Moral Issue of Capital Punishment
Arguing on the matters of the psychological condition of the condemned men it is impossible not to touch upon the moral issues of Capital punishment. The behavior of some episodic characters points out the righteousness of the execution (attendees of the execution and lawyer, involved in Coffey’s case). However, the necessity of capital punishment is seriously doubted: it is shown on the example of Eduard Delacroix, who seemed to be able to reform, and on the brightest example of John Coffey, who was not guilty. The psychological images of these characters claim for watchers’ sympathy. This sympathy becomes a part of the allover psychological background of the movie.

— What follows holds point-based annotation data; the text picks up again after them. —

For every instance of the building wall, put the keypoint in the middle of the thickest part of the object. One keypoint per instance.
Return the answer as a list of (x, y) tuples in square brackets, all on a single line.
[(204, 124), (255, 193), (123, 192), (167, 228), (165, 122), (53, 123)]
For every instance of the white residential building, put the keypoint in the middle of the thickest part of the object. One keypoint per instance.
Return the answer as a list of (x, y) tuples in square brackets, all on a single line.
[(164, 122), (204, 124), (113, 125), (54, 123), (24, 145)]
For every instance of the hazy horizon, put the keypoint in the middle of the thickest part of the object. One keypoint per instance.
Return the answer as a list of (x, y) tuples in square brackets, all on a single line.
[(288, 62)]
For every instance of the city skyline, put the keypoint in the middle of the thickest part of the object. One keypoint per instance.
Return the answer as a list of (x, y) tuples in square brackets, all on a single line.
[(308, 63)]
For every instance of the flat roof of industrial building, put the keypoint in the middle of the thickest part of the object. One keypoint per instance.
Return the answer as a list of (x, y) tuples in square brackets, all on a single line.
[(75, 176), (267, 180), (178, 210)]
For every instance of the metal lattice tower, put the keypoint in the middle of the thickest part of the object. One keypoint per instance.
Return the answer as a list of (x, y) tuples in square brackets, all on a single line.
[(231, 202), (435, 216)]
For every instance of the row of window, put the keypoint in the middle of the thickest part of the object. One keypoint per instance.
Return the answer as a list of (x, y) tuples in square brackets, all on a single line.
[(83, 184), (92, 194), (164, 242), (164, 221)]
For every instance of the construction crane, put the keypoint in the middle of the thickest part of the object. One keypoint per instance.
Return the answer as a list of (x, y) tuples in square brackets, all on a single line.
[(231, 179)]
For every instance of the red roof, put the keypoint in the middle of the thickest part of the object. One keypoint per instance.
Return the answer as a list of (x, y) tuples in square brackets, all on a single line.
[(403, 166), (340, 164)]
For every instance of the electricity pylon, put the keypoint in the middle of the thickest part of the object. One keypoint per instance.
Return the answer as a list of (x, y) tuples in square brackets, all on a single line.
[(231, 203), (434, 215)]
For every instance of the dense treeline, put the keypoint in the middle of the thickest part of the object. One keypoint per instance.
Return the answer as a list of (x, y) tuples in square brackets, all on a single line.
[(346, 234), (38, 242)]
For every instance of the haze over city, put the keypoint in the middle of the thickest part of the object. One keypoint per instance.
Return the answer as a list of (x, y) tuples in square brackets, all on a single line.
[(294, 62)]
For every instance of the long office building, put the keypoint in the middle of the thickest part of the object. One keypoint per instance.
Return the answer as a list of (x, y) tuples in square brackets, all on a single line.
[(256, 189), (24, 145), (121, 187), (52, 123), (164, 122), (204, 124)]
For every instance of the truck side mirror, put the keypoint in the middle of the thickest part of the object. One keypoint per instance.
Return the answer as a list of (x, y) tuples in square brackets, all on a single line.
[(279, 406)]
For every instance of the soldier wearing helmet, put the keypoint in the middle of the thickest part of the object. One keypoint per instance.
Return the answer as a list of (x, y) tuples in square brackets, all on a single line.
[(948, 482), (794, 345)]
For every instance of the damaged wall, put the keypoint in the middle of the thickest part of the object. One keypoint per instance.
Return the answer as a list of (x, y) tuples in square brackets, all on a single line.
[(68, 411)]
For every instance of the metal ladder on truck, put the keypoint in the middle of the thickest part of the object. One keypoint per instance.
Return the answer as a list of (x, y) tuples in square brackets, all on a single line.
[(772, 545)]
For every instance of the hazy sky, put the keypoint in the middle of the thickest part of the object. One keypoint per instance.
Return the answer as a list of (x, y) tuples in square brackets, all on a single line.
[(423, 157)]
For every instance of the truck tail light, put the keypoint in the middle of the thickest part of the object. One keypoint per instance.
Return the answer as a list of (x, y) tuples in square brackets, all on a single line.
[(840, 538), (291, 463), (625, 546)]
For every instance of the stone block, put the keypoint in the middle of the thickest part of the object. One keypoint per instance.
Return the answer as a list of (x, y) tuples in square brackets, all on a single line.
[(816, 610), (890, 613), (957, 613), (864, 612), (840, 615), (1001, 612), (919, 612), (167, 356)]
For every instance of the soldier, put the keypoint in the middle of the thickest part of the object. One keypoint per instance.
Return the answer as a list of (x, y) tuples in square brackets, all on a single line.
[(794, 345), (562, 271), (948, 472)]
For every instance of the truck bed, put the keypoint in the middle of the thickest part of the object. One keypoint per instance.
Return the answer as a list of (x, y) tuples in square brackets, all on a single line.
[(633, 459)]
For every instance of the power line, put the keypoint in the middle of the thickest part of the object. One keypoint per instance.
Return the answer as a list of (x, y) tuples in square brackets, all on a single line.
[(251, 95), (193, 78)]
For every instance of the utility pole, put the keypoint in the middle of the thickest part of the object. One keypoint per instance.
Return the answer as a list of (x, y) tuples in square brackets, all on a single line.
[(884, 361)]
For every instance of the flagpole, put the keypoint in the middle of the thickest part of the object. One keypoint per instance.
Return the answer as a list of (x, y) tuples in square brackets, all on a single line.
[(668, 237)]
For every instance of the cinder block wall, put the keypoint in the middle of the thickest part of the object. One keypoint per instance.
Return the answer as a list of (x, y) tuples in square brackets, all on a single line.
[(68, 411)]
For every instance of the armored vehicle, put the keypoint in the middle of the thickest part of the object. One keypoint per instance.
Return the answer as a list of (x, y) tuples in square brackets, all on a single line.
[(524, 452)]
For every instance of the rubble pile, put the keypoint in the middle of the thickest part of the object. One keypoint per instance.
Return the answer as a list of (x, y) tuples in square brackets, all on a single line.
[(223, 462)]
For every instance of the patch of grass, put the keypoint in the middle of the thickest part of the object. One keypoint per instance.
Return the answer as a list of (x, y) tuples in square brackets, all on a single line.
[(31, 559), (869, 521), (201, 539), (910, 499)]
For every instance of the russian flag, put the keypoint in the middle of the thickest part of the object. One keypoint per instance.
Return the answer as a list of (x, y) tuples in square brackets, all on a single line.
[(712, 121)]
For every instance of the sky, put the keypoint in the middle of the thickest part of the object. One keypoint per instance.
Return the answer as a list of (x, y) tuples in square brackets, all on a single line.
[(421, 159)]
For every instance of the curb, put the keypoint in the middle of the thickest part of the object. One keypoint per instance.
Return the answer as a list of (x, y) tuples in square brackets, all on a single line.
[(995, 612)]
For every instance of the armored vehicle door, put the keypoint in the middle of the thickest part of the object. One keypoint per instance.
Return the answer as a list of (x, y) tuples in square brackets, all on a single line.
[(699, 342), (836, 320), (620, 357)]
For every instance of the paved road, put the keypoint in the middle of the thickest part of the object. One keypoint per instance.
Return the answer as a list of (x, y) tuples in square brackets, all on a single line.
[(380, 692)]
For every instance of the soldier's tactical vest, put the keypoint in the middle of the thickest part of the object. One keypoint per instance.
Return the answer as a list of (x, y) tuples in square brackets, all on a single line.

The practical result on the living, surely, is far from the only issue of capital punishment. However, discussing the righteousness of capital punishment we can not miss such questions as: Can the deliberate taking of human life ever be justified? What are the long-range consequences to a society that tolerates or encourages legalized murder? And lots of others. These questions are not risen directly in the movie, however, the atmosphere and the feelings that the movie produces make the audience think these issues over.
The psychological condition of the analyzed characters can not be described as stable. Some of them are calm and accept their death with dignity. Eduard Delacroix is subjected to agonizing death because of an intentional mistake. John Coffey is glad to die, as he no longer wants to feel the pain of the world. However, the common feature that unites all three characters who were executed on the Old Sparky is the readiness to carry their punishment, whatever strict it be.
The psychological conclusion that should be made is that violence breeds violence. Thus, the statistics show that the average murder rate in the twelve states without the death penalty is essentially lower than the average homicide rate in the states where capital punishment is legal.
Bedau, Hugo Adam, ed. The Death Penalty in America An Anthology. Chicago: Aldine Publishing, 1964.
Elliott R. Law and Human Behavior Social Science Data and the APA: the Lockhart Brief as a Case in Point, 15, (1991), pp. 59-76.
Hood, Roger. The Death Penalty A World-Wide Perspective. 2nd ed. Oxford: Clarendon Press, 1996.
Shipley, Thorne, ed. Classics in Psychology. New York: Philosophical Library, 1961.